He says the organisation is talking to councils in the area on Thursday and if bottled water and water purification are needed that will form part of the response.
Representatives from the state's independent and major supermarkets are talking with authorities about how to open new supply routes.
Mr Grady says one option could be to send food to the state's north and then try to move it inland.
In the meantime supermarkets are trying to stockpile essentials in flood-affected areas.
Hundreds face evacuation
More than 1000 people have already been evacuated reports the ABC.
Up to 80% of Emerald, a town of 11,000 residents in central Queensland, is expected to be inundated when the Nogoa River peaks at a predicted 16.2 metres on Friday.
Queensland's Premier Anna Bligh, who has arrived there, says more military helicopters will be sent to flood-affected areas and a Black Hawk will be stationed at the airport for the next few days.
In the city of Bundaberg, more than 400 homes were evacuated on Thursday as the Burnett River peaked at 7.9 metres on Thursday morning.
The BBC reports the previous high water record for the Burnett River was about 7.2 metres in 1954.
Some houses are nearly submerged and whole communities are isolated.
All 100 residents of the town of Condamine are being evacuated and the Condamine River is expected to peak at more than 15 metres.

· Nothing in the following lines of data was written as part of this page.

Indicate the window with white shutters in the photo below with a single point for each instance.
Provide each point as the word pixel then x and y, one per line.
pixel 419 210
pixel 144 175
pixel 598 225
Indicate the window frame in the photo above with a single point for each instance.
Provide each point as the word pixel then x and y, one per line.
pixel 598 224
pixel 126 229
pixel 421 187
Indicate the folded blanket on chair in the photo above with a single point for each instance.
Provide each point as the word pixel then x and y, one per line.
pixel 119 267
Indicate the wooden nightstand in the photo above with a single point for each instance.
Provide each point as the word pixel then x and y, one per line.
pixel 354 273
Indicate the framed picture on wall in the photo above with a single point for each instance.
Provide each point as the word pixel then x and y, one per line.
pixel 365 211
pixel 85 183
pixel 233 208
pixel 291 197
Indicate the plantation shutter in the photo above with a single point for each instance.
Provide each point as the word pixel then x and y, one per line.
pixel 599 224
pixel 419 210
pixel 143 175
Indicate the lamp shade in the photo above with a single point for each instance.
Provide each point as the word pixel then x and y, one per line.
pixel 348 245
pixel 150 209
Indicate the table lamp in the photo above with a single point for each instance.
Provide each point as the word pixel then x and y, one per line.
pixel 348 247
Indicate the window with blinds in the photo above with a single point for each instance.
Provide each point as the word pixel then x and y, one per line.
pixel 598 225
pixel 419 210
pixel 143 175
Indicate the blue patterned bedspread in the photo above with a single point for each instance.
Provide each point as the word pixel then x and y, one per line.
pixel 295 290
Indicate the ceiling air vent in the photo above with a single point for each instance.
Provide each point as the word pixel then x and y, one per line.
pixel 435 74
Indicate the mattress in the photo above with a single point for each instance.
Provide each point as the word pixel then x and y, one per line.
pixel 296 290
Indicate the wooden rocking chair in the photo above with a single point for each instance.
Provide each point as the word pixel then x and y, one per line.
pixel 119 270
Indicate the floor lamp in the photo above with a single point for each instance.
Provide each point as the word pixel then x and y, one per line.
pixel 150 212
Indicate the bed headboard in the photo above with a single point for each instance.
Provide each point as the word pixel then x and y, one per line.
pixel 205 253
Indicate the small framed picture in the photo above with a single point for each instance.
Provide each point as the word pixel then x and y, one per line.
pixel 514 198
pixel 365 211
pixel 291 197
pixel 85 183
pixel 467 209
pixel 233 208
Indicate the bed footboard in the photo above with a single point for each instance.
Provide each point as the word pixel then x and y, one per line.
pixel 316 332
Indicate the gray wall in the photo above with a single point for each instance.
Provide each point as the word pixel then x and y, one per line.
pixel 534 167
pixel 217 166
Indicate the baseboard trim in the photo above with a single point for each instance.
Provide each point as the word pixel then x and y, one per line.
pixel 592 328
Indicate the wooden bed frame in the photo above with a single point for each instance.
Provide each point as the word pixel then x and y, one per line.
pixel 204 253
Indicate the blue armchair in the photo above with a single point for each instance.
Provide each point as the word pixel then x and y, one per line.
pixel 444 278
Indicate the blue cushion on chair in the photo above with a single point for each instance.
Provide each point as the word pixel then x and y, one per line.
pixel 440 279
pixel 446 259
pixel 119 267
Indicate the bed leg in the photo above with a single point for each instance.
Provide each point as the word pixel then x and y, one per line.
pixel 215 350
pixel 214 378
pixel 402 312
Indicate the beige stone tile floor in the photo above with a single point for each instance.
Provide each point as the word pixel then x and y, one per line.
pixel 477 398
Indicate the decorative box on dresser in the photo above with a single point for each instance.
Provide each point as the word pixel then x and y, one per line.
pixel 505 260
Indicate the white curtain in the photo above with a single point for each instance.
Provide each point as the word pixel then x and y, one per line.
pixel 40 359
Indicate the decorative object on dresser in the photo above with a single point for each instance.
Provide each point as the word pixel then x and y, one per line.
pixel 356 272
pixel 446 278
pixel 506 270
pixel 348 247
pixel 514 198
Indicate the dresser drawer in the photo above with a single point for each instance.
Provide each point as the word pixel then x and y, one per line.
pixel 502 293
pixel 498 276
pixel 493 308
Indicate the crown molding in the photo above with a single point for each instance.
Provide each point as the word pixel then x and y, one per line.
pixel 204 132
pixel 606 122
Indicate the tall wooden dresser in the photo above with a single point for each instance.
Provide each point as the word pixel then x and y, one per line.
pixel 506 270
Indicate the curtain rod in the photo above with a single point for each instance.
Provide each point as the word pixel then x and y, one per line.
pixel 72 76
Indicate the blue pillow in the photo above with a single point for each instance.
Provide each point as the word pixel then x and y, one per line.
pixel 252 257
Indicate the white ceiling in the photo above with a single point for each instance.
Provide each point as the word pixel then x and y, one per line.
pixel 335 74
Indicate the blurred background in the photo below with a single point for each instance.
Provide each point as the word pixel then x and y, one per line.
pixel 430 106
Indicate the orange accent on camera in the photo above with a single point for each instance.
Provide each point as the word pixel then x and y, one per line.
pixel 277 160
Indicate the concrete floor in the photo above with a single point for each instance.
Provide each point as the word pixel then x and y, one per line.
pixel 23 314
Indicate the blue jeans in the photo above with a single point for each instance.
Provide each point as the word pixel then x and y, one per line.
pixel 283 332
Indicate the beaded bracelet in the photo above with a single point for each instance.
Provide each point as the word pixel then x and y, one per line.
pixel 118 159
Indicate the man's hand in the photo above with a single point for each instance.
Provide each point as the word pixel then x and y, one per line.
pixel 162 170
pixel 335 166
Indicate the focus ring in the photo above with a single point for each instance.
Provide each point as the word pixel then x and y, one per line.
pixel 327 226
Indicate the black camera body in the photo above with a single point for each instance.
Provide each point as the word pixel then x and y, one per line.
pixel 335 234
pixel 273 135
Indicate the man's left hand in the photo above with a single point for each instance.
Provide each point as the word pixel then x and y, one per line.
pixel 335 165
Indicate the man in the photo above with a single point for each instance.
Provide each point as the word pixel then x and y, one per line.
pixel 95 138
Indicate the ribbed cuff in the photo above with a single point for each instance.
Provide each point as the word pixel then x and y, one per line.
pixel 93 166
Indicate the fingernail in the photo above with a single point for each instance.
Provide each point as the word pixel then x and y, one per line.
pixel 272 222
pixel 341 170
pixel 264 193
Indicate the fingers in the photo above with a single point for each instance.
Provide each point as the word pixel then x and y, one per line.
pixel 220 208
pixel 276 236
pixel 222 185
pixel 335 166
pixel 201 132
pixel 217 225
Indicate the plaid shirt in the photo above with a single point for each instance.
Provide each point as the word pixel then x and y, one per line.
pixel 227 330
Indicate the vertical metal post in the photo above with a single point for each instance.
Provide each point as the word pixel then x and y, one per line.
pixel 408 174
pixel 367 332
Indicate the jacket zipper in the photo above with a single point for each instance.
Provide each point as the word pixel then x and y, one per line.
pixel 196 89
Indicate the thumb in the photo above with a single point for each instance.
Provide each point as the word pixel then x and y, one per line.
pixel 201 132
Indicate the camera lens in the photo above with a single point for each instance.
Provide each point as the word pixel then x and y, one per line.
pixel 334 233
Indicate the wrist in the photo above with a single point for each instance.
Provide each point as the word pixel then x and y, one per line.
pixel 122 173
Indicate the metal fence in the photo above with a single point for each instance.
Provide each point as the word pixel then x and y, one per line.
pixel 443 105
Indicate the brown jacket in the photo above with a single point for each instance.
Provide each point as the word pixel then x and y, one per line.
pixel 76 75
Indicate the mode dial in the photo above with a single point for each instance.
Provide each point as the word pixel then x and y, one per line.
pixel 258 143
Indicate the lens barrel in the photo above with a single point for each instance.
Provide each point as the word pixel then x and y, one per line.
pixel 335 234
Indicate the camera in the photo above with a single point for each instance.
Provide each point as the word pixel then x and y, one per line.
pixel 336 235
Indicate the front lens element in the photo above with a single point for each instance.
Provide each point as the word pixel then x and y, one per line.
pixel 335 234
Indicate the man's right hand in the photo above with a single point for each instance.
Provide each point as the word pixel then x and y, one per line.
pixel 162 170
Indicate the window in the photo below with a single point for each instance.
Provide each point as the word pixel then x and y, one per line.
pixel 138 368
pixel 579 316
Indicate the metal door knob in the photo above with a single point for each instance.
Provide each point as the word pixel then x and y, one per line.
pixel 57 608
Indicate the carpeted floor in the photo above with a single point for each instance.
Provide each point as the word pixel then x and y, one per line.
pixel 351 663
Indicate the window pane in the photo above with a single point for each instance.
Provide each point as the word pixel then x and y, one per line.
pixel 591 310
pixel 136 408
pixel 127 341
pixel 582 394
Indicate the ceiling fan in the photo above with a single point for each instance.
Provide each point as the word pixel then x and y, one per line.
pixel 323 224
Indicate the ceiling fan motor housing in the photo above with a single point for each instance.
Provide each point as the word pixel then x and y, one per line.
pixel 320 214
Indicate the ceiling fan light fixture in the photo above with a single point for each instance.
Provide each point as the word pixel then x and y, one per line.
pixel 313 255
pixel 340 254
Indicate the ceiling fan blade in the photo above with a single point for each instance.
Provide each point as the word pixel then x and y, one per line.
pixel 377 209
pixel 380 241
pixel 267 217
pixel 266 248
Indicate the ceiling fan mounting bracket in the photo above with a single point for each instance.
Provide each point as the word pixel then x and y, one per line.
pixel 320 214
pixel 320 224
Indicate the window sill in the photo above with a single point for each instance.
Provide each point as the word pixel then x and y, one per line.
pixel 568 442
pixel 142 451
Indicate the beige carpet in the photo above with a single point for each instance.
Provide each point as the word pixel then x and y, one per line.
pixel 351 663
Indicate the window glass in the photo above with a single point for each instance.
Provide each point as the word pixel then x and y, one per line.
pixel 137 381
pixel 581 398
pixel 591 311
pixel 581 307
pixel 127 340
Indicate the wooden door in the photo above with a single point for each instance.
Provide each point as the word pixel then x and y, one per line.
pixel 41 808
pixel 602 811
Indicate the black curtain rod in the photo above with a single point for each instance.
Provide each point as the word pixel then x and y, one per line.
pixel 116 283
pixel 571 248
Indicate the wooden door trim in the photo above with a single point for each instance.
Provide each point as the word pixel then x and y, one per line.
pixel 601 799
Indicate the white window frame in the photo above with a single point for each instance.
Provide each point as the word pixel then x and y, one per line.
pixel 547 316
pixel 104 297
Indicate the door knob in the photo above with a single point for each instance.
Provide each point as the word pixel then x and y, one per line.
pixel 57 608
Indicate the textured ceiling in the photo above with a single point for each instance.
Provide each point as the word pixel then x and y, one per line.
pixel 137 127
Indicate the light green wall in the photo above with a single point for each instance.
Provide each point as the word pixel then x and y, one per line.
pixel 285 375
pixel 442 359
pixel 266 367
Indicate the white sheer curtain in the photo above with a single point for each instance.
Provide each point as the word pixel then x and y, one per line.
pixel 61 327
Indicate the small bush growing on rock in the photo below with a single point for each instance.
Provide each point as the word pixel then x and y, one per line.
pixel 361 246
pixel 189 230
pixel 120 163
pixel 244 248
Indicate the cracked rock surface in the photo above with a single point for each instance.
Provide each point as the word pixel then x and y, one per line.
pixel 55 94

No-one is left in the town of Theodore, west of Bundaberg, after the first complete evacuation of a town in Queensland's history.
In Rockhampton emergency crews have had more than 100 calls as the Fitzroy River rises and it's expected to peak at 9.4 metres early next week, a metre higher than first predicted.
The cost of the damage is expected to top AU$1 billion, including big losses of sunflower and cotton crops.